Mastercard Reveals Key to Aussies Retail Patronage
By Esther Tanquintic-Misa | December 7, 2012 3:30 PM EST
Australians would most likely patronage or buy items sold locally, such as gadgets, if only they were priced cheaper than counterparts sold overseas, a study by MasterCard released on Friday showed.
In the study, MasterCard discovered that Australians shop locally for two main reasons - faster delivery and trust. Of the 1,250 Australians surveyed, 59 per cent said faster delivery was a key driver to 'Buy Australian,' while 46 per cent said it was important to deal with retailers they know and trust.

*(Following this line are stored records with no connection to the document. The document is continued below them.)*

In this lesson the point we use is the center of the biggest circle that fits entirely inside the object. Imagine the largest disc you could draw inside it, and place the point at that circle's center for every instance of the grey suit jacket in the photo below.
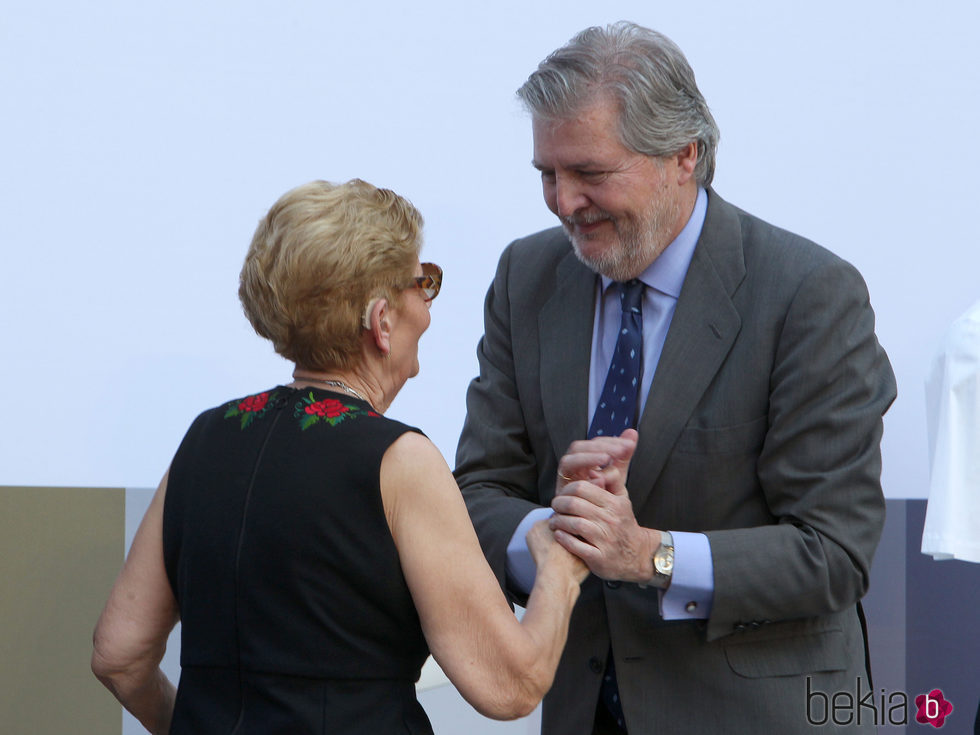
(762, 429)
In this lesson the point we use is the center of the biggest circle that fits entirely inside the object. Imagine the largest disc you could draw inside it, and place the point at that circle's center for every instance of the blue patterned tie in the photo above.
(617, 411)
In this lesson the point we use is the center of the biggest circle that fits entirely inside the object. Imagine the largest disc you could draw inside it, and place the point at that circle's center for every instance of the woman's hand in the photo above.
(547, 552)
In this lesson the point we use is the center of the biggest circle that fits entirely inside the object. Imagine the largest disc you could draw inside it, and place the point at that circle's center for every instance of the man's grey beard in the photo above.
(641, 244)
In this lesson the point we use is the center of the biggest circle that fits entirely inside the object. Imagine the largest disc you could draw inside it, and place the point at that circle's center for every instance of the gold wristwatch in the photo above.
(663, 562)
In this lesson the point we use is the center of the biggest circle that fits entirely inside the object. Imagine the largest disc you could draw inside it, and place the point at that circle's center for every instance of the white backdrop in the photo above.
(141, 142)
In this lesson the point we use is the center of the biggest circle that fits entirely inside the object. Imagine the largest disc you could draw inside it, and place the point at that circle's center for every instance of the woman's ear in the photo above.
(377, 320)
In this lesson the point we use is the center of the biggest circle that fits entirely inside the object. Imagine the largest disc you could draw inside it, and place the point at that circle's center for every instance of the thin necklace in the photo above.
(336, 384)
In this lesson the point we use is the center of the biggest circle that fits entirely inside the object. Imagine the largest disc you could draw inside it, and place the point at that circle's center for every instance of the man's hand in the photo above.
(593, 514)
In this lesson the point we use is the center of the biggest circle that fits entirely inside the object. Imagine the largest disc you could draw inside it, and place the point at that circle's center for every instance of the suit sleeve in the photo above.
(496, 469)
(819, 467)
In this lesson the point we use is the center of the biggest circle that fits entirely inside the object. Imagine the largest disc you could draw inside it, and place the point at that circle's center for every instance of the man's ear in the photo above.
(687, 159)
(377, 320)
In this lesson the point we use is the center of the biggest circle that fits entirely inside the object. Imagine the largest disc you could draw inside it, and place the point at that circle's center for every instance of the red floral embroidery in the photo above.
(254, 403)
(311, 411)
(329, 408)
(250, 408)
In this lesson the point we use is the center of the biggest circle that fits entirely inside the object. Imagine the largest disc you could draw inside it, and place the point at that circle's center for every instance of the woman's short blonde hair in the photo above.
(320, 255)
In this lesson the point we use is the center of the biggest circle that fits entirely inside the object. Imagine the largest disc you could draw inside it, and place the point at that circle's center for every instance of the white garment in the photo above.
(952, 527)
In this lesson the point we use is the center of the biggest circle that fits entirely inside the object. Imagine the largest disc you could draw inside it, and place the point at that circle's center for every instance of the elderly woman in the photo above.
(315, 550)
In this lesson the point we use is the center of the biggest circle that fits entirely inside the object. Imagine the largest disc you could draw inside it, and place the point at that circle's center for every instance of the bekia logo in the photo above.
(862, 707)
(933, 708)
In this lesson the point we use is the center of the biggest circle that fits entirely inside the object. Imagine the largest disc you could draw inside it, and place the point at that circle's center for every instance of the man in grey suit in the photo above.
(728, 570)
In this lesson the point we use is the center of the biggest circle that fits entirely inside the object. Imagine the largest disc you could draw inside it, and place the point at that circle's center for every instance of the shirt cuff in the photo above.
(692, 587)
(521, 568)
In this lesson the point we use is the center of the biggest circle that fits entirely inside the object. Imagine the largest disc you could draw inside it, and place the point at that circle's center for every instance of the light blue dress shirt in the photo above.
(692, 583)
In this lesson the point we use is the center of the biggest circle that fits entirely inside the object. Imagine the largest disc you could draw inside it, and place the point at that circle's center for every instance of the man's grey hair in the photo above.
(661, 108)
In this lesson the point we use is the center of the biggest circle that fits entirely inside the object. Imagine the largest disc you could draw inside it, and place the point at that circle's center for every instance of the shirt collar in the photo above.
(667, 272)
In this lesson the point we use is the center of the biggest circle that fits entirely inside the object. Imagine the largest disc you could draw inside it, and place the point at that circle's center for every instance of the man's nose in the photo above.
(569, 196)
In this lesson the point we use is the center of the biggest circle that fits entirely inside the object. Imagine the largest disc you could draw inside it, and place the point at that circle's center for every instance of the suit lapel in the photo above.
(565, 325)
(702, 331)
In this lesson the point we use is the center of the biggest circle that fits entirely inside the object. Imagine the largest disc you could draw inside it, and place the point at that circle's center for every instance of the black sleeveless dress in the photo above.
(295, 615)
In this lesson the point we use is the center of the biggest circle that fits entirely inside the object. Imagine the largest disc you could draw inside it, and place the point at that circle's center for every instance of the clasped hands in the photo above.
(593, 514)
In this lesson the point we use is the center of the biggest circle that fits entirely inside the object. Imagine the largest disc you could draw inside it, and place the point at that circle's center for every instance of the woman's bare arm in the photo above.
(501, 666)
(131, 635)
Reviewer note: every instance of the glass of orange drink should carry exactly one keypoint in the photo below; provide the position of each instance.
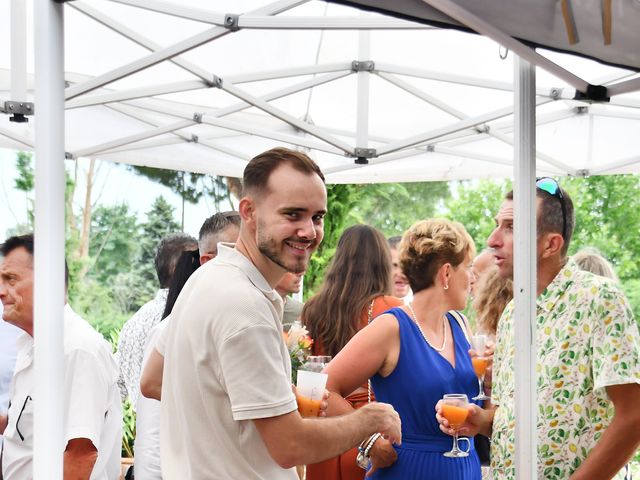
(454, 409)
(480, 363)
(310, 390)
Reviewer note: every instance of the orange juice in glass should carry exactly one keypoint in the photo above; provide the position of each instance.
(308, 407)
(454, 409)
(480, 363)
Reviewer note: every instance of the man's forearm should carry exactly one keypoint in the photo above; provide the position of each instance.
(295, 441)
(3, 423)
(616, 446)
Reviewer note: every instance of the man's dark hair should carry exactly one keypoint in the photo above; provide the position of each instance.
(259, 169)
(213, 226)
(26, 242)
(167, 254)
(550, 219)
(394, 242)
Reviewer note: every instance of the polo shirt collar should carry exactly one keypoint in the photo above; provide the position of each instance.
(556, 289)
(228, 254)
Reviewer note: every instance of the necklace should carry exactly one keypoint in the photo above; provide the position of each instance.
(444, 331)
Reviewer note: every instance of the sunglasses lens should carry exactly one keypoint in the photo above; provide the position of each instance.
(549, 185)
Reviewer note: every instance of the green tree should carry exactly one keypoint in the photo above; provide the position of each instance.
(114, 242)
(341, 199)
(25, 182)
(475, 206)
(608, 218)
(394, 207)
(191, 187)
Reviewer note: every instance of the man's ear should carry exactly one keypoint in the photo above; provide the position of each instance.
(247, 208)
(552, 244)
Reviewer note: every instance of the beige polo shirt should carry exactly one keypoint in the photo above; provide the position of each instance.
(225, 365)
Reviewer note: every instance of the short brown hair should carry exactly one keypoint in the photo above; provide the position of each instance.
(428, 245)
(493, 293)
(259, 169)
(550, 218)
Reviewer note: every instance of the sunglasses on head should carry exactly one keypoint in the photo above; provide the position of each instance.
(549, 185)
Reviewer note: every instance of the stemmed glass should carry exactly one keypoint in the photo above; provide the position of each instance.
(316, 363)
(454, 409)
(480, 363)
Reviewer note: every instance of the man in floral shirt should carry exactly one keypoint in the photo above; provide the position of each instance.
(588, 347)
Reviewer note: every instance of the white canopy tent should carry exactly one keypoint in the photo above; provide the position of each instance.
(372, 98)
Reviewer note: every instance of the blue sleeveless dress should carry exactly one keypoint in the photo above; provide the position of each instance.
(421, 377)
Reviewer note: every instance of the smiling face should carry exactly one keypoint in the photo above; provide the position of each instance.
(289, 223)
(400, 282)
(460, 283)
(501, 240)
(16, 289)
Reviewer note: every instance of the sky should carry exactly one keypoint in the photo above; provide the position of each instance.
(115, 184)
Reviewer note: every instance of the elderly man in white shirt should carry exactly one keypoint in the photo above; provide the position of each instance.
(92, 414)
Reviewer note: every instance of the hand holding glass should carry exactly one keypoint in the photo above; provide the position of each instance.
(454, 409)
(310, 389)
(480, 363)
(316, 363)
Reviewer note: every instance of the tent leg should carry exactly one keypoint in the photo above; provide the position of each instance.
(49, 245)
(525, 268)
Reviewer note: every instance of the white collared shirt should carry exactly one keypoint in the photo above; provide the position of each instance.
(92, 406)
(225, 365)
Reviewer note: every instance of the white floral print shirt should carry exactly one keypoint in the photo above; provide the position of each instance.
(133, 338)
(587, 340)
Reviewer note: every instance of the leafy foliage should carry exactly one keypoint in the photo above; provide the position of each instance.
(190, 186)
(384, 205)
(114, 241)
(160, 223)
(475, 206)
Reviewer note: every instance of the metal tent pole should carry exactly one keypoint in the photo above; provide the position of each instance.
(525, 268)
(49, 244)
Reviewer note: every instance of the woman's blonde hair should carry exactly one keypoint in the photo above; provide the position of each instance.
(590, 260)
(428, 245)
(491, 297)
(359, 272)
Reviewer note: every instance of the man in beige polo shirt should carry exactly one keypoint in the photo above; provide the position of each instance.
(228, 411)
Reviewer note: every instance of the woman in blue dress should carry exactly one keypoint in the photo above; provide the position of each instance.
(417, 353)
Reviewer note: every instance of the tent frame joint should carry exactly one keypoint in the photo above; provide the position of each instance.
(18, 110)
(363, 66)
(594, 94)
(363, 155)
(232, 21)
(215, 82)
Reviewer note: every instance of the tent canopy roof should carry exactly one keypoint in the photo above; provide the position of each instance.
(372, 98)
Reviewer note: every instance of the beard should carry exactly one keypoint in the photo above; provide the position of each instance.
(269, 248)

However, a whopping 85 per cent admitted they prefer to buy items overseas because they are relatively priced cheaper than their Australian counterparts, with two-thirds of respondents saying overseas online retailers offer a better range of products.
"People shop online for so many reasons - the convenience of shopping from your desk, the efficiency of getting it done without the crowds, the seemingly endless range," Andrew Cartwright, MasterCard Australia country manager, said.
"But increasingly, the public is doing their Christmas shopping online because they are seeing very serious cost savings to be had. This study shows that consumers want to shop locally, if they can get the same value they get from overseas retailers."
IT and digital goods, when already sold in Australia, are most often found to be priced higher than in the US and other countries. An instance would be the Apple iTunes store. The digital albums being sold in the US sells between $9.99 and $12.99, but in Australia, these go for $16.99 and higher.
"Aussies love a bargain, and should have the freedom to shop around and secure the best deal possible. The price obstacle is a difficult one to overcome for local retailers, but competition is the key delivering customer satisfaction to Australians," Mr Cartwright said.
The study likewise found out that 60 per cent of Australians shopping for wines & spirits prefer Australian retailers, but will shop from overseas retailers for books and DVD category. It likewise discovered that 79 per cent of Australians will shop online this Christmas for toys, games or sports equipment.